# Different Sized Cable



## truth (Feb 13, 2008)

Hi
Can we use existing 2core x 70mm2 and 2 core 50mm2 (850m length) cables to carry a 3 phase supply (3 phase and neutral). 

Load : 5KW
Purpose : to feed the UPS unit

Concerns would be from the voltage drop and the terminal voltage difference at the end point. I have worked out the voltage. They are within the limit. 
The reusage of the existing cables will save enormous money (cables, trenches).
No Nearest secure power supply is available.
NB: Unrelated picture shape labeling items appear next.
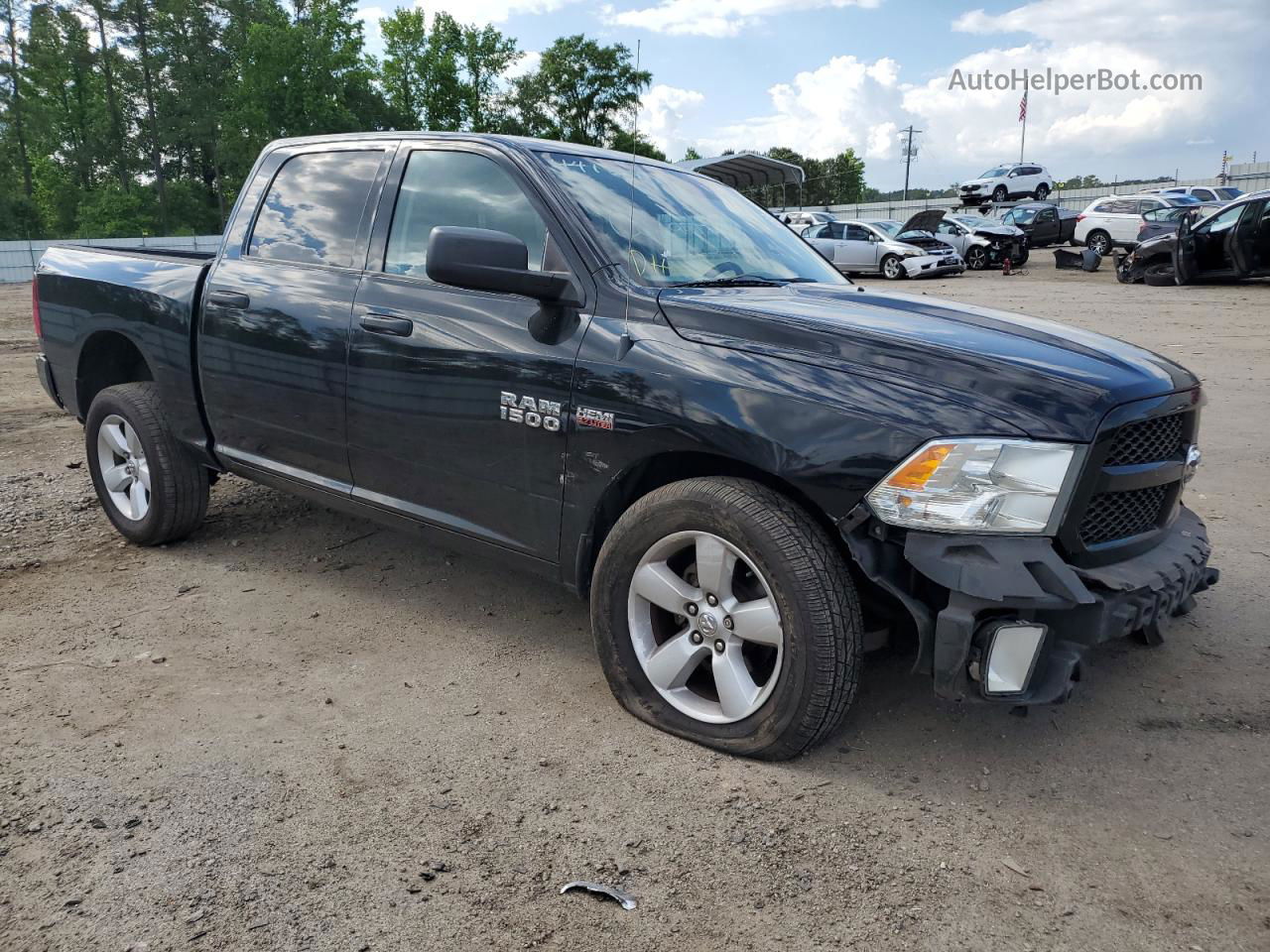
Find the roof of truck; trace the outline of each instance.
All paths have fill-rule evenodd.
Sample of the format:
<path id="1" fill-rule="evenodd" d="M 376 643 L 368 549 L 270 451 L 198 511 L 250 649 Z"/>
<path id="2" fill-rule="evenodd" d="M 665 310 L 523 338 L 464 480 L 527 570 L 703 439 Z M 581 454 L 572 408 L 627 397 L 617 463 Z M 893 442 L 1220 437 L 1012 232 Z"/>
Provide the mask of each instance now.
<path id="1" fill-rule="evenodd" d="M 620 159 L 636 161 L 644 165 L 660 165 L 674 168 L 672 162 L 663 162 L 659 159 L 648 159 L 643 155 L 631 155 L 613 149 L 599 149 L 597 146 L 583 146 L 577 142 L 555 142 L 549 138 L 531 138 L 530 136 L 500 136 L 489 132 L 425 132 L 425 131 L 384 131 L 384 132 L 342 132 L 326 136 L 300 136 L 296 138 L 276 138 L 264 147 L 271 151 L 281 146 L 309 145 L 318 142 L 361 142 L 384 141 L 385 138 L 438 141 L 450 140 L 455 142 L 488 142 L 518 152 L 566 152 L 569 155 L 589 155 L 597 159 Z"/>

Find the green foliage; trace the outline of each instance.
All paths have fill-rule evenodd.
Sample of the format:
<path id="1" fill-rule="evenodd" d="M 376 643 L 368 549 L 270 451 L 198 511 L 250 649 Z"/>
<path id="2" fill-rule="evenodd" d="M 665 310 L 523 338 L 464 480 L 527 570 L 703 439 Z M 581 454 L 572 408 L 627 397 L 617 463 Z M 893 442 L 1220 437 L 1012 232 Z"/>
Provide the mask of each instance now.
<path id="1" fill-rule="evenodd" d="M 580 33 L 561 37 L 544 51 L 537 70 L 512 84 L 505 126 L 525 136 L 607 146 L 652 81 L 653 74 L 636 70 L 621 43 L 601 46 Z"/>

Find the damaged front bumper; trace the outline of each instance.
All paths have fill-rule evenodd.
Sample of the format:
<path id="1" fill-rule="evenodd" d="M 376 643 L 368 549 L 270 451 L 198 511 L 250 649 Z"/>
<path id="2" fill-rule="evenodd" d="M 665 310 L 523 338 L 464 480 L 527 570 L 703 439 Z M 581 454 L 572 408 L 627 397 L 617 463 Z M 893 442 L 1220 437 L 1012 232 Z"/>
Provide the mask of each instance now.
<path id="1" fill-rule="evenodd" d="M 1158 644 L 1218 579 L 1204 523 L 1185 506 L 1156 547 L 1099 567 L 1069 565 L 1044 537 L 897 534 L 869 519 L 846 539 L 864 572 L 913 617 L 916 669 L 955 699 L 1060 703 L 1092 646 L 1129 635 Z"/>

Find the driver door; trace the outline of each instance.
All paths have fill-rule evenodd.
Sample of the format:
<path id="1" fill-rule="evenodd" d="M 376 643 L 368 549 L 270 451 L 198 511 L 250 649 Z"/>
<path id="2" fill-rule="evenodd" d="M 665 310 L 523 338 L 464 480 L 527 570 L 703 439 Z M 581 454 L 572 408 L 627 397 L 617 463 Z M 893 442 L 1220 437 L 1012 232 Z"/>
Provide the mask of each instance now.
<path id="1" fill-rule="evenodd" d="M 1247 278 L 1265 270 L 1266 244 L 1270 242 L 1270 206 L 1265 201 L 1250 202 L 1227 239 L 1227 255 L 1234 270 Z"/>
<path id="2" fill-rule="evenodd" d="M 353 303 L 353 496 L 554 561 L 585 310 L 536 339 L 528 325 L 538 301 L 431 281 L 428 236 L 441 225 L 503 231 L 530 249 L 530 268 L 572 274 L 580 300 L 593 301 L 594 287 L 550 209 L 499 152 L 414 145 L 392 162 Z"/>

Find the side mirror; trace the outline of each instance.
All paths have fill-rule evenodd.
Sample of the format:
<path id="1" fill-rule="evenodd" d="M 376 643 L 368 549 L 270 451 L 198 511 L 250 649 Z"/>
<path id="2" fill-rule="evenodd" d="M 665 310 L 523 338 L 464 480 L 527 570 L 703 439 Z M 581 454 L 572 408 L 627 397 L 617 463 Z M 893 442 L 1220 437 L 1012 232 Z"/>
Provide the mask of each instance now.
<path id="1" fill-rule="evenodd" d="M 439 284 L 577 303 L 568 275 L 530 270 L 530 250 L 505 231 L 438 225 L 428 235 L 427 272 Z"/>

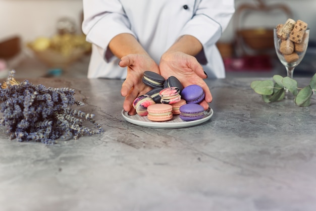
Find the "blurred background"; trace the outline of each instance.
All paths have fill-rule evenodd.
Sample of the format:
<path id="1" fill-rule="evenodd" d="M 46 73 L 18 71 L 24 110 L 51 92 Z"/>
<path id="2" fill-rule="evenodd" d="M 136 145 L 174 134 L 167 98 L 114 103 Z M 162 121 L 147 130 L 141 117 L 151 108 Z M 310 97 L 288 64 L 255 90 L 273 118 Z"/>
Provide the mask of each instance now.
<path id="1" fill-rule="evenodd" d="M 285 76 L 272 29 L 291 18 L 308 24 L 309 41 L 294 77 L 316 73 L 316 1 L 235 0 L 236 13 L 217 43 L 227 77 Z M 90 47 L 81 0 L 0 0 L 0 78 L 86 77 Z"/>

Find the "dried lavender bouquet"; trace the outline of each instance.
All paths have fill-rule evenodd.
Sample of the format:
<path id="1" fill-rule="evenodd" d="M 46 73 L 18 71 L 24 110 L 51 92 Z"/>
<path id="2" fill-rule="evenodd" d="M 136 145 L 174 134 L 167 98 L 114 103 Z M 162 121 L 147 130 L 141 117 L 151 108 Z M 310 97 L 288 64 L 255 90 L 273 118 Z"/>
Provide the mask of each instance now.
<path id="1" fill-rule="evenodd" d="M 75 100 L 74 89 L 46 88 L 27 80 L 19 83 L 14 78 L 15 73 L 11 71 L 6 81 L 0 84 L 0 126 L 11 139 L 52 144 L 59 138 L 77 139 L 103 132 L 93 119 L 94 115 L 70 108 L 84 104 Z M 95 128 L 84 126 L 86 120 Z"/>

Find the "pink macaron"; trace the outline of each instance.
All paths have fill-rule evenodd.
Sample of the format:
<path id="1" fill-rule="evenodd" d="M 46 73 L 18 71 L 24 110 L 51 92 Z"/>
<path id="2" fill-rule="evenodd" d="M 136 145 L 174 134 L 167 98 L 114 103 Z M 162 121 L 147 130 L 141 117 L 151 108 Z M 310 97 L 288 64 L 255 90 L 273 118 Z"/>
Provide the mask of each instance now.
<path id="1" fill-rule="evenodd" d="M 172 106 L 169 104 L 158 103 L 147 108 L 148 119 L 154 122 L 164 122 L 172 119 Z"/>
<path id="2" fill-rule="evenodd" d="M 181 99 L 180 89 L 175 87 L 165 88 L 159 92 L 161 97 L 161 102 L 165 104 L 173 104 Z"/>
<path id="3" fill-rule="evenodd" d="M 148 106 L 155 104 L 150 96 L 144 94 L 140 95 L 134 100 L 133 107 L 139 116 L 146 116 L 148 114 L 147 108 Z"/>

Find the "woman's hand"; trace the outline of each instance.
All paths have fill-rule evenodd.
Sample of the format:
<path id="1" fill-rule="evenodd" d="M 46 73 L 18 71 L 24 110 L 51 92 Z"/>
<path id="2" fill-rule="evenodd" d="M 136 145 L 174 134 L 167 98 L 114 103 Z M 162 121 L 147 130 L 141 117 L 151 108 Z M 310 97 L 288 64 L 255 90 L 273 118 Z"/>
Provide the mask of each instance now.
<path id="1" fill-rule="evenodd" d="M 123 109 L 129 115 L 134 115 L 136 114 L 133 107 L 134 100 L 151 89 L 142 81 L 144 72 L 149 70 L 160 74 L 159 67 L 146 54 L 125 56 L 122 58 L 119 65 L 121 67 L 127 67 L 127 76 L 121 89 L 121 94 L 125 97 Z"/>
<path id="2" fill-rule="evenodd" d="M 209 88 L 203 80 L 207 77 L 196 59 L 181 51 L 167 51 L 161 58 L 159 65 L 161 75 L 165 79 L 173 76 L 179 79 L 184 87 L 191 84 L 201 86 L 205 96 L 199 104 L 204 110 L 213 98 Z"/>

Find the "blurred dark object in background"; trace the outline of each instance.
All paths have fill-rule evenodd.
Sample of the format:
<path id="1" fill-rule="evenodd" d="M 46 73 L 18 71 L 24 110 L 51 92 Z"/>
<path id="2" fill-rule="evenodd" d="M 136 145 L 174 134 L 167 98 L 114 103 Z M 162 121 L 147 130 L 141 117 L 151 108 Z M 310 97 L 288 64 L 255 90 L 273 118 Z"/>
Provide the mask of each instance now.
<path id="1" fill-rule="evenodd" d="M 308 41 L 304 58 L 295 68 L 294 76 L 310 77 L 316 73 L 316 40 Z"/>

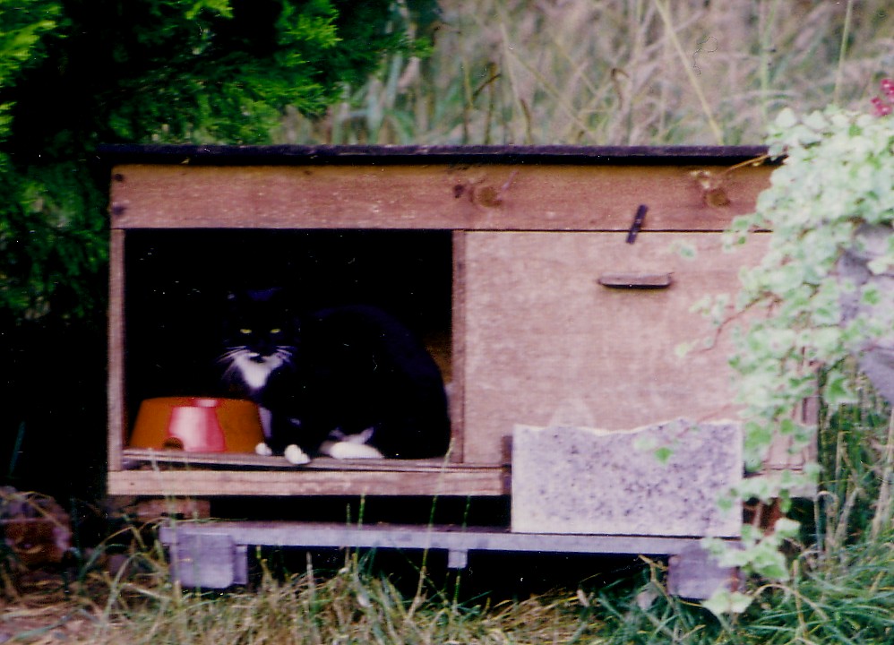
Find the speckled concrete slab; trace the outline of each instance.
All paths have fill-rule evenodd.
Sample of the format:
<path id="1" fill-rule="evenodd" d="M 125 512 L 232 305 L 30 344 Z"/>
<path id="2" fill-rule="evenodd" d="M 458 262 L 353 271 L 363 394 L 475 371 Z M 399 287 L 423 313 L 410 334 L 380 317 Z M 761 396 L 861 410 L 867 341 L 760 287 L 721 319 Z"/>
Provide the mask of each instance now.
<path id="1" fill-rule="evenodd" d="M 516 426 L 512 530 L 737 536 L 741 508 L 723 512 L 717 499 L 742 470 L 732 421 L 676 419 L 629 432 Z"/>

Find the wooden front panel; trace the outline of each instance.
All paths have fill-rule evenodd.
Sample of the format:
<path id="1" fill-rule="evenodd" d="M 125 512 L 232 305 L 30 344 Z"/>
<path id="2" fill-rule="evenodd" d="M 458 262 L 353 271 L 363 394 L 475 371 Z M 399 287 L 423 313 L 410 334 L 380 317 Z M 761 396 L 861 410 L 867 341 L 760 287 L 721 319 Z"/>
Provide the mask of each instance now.
<path id="1" fill-rule="evenodd" d="M 622 430 L 733 417 L 726 340 L 684 358 L 675 352 L 711 334 L 693 303 L 735 293 L 739 267 L 763 247 L 728 254 L 720 237 L 642 233 L 630 245 L 619 233 L 468 234 L 465 460 L 498 463 L 519 423 Z M 695 259 L 681 257 L 681 243 Z M 671 284 L 599 284 L 618 274 L 667 275 Z"/>
<path id="2" fill-rule="evenodd" d="M 742 168 L 709 194 L 698 166 L 122 165 L 113 228 L 720 230 L 769 185 Z M 723 203 L 724 205 L 718 205 Z M 712 205 L 713 204 L 713 205 Z"/>

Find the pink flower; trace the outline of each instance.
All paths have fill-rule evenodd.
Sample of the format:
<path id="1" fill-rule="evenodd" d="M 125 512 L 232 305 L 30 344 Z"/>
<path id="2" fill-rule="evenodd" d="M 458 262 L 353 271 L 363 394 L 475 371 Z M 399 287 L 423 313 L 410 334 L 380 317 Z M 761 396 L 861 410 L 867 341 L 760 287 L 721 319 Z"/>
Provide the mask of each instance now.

Either to run a new cable or reuse the existing cables.

Could You advise Your opinion please.
Thanks


----------



## 5volts (Jan 11, 2008)

Is the smaller cable going to be able to handle the current?


----------



## frenchelectrican (Mar 15, 2007)

I am not too sure what the UK regulation related to the % of voltage drop max you can be allowed but what i did figured out [ after i change from metric size to the standard size then back to metric after i got the figures done]

is the entrie run will use the 70mm2 and 50mm2 combined or what ??

with the 50mm2 at 415 volts with 5 KW load @ 3 phase you will have about 6 volts [ i did figured with 25mm2 {about the same as #4 wire size } and you will have 10 volt drop at end of the run.[ this baised on 2.5 % max drop]

[ 50mm2 is about the same as #1 wire size ]
[ 70mm2 is about same between 2/0 and 3/0 size ]
[ 850 Metre is same as 2200feet btw ]

Merci, Marc


----------



## frank (Feb 6, 2007)

You can. The only thing neccessay to keep an eye on is that the two seperate cable runs do not travel in different directions. They must all pass through the desired route side by side and through any metalwork in particular. Min cable sizing is of course the 50mm,

Frank


----------